I may have shared this quote from "Evan Almighty" (yes, the bad comedy with Steve Carrell) with you already, but it is actually a pretty profound idea... maybe not always how God works, but perhaps sometimes it is...:

"Let me ask you something. If someone prays for patience, you think God gives them patience? Or does he give them the opportunity to be patient? If he prayed for courage, does God give him courage, or does he give him opportunities to be courageous? If someone prayed for the family to be closer, do you think God zaps them with warm fuzzy feelings, or does he give them opportunities to love each other?"

Maybe this is my opportunity to learn how to be content and at peace with life... even when I am not "fulfilled" in all the ways I hope to be.

Sunday, September 20, 2009

Finite Creatures

Pain refrain
You feel like you must carry the world on your shoulders.
The trouble of the world can't fit in here.
Limited space.
Limited resources.
Limitied finite beings.
It's what we are. Where we are.
Finitite in the infinite.
The only escape is love.
Love.
Love is the only infinite that we are capable of.
It sees no end, feels only inclusivitatiousness.
Once you have it, only you can leave it.
Once you leave it, only you can find it.
You can own it, loan it, but you can never sell it.
So find it my friends.
It's your only ticket out of the finitite existence.
Oh, and remember.
Love is an action.

Sunday, August 30, 2009

Prom

First off, I have a confession - I was High School Prom King...

I know, scary. I watched this wonderfully cheesy movie called "She's All That" from the 90's tonight and not only did it bring back some childhood memories, but it got be thinking about what it all meant. What were we doing in school? We can all look back and laugh at how trivial so much of it was, but in reality, those years are really important in our development. Things may have been silly, but regardless, they were serious to us then. Deep scars and insecurities were found for a lot of people. Great joy and friendships were also found.

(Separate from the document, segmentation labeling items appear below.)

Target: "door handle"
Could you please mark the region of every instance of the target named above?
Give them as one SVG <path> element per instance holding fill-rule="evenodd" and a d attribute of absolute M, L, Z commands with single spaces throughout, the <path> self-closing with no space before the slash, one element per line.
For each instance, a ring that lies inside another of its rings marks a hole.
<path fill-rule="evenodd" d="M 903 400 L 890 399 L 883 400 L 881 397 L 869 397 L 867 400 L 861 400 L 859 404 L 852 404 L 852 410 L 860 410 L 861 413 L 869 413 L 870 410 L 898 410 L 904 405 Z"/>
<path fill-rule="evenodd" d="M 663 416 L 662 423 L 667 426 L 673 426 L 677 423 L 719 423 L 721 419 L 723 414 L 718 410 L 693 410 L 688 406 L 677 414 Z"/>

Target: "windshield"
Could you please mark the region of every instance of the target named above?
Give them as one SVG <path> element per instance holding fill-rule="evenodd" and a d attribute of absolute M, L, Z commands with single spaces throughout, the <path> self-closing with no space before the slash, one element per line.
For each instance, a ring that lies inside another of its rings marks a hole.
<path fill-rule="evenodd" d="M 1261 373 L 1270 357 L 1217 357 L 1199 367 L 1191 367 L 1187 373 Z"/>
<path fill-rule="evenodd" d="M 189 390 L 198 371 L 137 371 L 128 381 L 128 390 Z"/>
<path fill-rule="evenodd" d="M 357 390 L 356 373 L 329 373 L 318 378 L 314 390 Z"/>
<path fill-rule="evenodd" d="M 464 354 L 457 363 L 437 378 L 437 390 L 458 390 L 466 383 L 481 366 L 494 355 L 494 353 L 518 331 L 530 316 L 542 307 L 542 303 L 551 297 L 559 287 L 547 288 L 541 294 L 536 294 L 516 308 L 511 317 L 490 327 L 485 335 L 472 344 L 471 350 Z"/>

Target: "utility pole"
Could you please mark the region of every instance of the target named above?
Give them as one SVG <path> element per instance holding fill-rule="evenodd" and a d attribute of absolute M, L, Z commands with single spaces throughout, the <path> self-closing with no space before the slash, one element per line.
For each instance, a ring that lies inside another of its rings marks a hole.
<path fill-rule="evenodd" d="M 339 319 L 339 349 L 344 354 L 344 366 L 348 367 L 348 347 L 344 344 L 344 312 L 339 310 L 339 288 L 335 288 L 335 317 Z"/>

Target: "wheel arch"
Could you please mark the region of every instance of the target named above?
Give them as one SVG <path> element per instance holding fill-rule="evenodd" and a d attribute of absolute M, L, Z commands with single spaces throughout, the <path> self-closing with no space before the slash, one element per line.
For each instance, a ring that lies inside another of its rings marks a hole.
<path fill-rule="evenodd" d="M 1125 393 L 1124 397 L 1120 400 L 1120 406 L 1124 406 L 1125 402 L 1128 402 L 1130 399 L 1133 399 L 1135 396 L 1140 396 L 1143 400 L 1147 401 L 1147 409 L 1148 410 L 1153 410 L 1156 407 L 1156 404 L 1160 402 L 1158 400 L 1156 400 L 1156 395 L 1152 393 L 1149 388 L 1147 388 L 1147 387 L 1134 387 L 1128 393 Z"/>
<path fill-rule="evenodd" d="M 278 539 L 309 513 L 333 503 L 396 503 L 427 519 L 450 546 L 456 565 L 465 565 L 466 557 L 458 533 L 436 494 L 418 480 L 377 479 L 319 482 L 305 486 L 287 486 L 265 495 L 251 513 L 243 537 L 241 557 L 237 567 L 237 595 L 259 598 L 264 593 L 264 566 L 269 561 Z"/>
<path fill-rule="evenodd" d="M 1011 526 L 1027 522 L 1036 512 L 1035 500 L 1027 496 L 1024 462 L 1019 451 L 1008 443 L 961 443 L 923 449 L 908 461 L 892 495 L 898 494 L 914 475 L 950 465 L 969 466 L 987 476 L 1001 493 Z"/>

I guess the point I am trying to make is that we can learn a lot about who we are now, from what we went through and felt, then. For me, looking back at prom brought forth a continuity in my life. The feeling being surrounded, but always alone. I was prom king, but i didn't even have a group of friends to go with... how ironic is that. I have no idea why people voted for me (although I suspect it had more to do with what they thought other people would do, then what they actually felt). But I do know that I felt like a fraud. I would have given away any sense of popularity (actual or imagined) for a feeling of community. For a group of friends that I felt totally comfortable being myself with.

As I have moved to new places and integrated into other cultures, it has become obvious to me that being who people want you to be is easy; figuring out who you really are is the difficult part. I may be able to engage a whole group of people at dinner, but do they ever get to see who I am? Would they appreciate an honest representation or would they go running?

When it comes down to it, the honest answer from my side is that i'm not sure I want them to see the real me. If I don't like myself, how could they?

Tuesday, August 25, 2009

Why I started...

This is my first blog and already, I'm struck by what a narcissistic idea this is. Honestly, do I really think that anyone wants to read this? No.

And that is exactly why I started. As long as I am not doing this with any attention getting motives, I feel ok. Not great, just ok.

I'd be lying if I denied that some part of me is hoping that someone will read this.

So that is why I have decided to tell no one that I personally know about this. If anyone begins to read it, I guess that is up to God.

This is an opportunity for me to experiment with a modern means of journaling. A chance to put down in words some of the thoughts, ideas, emotions, and insights that one has throughout their day. A chronicling of my young adult life.

Perhaps someday I will be able to look back at this and learn something. More likely, I'll just laugh.